No American politician of national stature has seriously challenged unilateral divorce. “Democrats did not want to anger their large constituency among women who saw easy divorce as a hard-won freedom and prerogative,” writes Barbara Dafoe Whitehead. “Republicans did not want to alienate their upscale constituents or their libertarian wing, both of whom tended to favor easy divorce, nor did they want to call attention to the divorces among their own leadership.”

If we social conservatives care about children, then we need to be opposed to no-fault divorce. We need to be more careful about who we choose to marry, and not choose mates because of “chemistry” or “hotness” or because our friends approve of them based on arbitrary cultural standards gleaned from Lady Gaga and Dancing With The Stars. There are defined roles for the participants to a marriage, and there is a design for marriage, and there are specific tasks that need to get done. Marriage is a job, and it requires skills to execute difficult tasks that are morally obligatory. It’s not about immature selfish adults pursuing happiness at the expense of their children. It’s not about feelings. It’s not about sentimentality.
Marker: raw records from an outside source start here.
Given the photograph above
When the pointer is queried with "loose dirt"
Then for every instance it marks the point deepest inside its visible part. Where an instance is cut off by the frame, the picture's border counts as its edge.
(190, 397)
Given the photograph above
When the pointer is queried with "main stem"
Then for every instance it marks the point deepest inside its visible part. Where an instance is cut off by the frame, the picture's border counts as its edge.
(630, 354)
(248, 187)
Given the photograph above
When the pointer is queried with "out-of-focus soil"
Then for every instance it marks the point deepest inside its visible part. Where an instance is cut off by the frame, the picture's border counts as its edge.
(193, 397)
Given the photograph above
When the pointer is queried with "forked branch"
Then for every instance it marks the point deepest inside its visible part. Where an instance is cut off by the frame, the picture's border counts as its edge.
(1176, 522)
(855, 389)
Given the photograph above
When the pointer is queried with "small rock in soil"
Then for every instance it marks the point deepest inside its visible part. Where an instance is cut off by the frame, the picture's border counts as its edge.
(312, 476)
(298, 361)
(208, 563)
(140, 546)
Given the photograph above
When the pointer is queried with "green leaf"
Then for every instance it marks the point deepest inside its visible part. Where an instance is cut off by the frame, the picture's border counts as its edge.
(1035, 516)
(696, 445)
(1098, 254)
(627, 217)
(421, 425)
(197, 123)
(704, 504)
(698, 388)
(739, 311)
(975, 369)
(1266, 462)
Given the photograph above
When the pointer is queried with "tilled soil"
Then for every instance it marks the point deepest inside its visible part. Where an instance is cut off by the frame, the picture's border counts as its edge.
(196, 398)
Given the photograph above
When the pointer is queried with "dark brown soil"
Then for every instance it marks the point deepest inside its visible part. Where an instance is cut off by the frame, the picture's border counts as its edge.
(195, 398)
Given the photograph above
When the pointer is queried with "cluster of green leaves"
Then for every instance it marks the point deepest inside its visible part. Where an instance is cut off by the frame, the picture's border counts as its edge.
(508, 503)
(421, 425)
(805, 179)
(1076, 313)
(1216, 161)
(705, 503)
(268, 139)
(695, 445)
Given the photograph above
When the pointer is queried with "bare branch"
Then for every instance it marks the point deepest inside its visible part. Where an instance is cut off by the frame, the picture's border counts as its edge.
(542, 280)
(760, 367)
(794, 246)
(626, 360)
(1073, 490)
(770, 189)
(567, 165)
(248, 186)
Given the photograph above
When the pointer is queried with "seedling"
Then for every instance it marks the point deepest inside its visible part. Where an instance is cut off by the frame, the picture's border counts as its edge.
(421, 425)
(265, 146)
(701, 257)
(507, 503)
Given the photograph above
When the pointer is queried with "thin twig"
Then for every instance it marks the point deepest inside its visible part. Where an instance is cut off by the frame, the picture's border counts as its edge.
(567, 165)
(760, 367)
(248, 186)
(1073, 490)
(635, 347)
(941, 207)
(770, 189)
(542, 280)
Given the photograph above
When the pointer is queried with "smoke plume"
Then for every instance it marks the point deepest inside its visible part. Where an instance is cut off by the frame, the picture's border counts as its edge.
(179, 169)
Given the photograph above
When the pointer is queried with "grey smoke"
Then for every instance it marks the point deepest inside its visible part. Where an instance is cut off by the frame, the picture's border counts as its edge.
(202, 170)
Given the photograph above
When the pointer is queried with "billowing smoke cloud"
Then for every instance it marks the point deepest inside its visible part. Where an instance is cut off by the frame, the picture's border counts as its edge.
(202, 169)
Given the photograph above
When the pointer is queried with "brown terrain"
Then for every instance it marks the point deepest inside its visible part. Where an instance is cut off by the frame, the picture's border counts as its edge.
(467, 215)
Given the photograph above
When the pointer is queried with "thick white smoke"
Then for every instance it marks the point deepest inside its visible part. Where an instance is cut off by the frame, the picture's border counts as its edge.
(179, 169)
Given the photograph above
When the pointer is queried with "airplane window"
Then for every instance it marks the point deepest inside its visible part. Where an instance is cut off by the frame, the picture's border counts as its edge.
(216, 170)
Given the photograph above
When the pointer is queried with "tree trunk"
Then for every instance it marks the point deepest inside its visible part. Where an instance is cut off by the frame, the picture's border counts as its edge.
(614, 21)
It’s not about fun.

Divorce causes damage to the health and well-being of children, resulting in behaviors that will give us less liberty (greater intervention of government) and higher taxes (for social welfare programs) later on. There are consequences to selfishness and irresponsibility in relationships. Other people do not exist to entertain you. Relationships are not a form of recreational activity. At least they should not be for Christians. For Christians, the goal of relationships is to get the other person to have a closer relationship with God and to be equipped to serve God better. If children are the result, then the same obligation applies to them. That is the purpose of relationships in Christianity.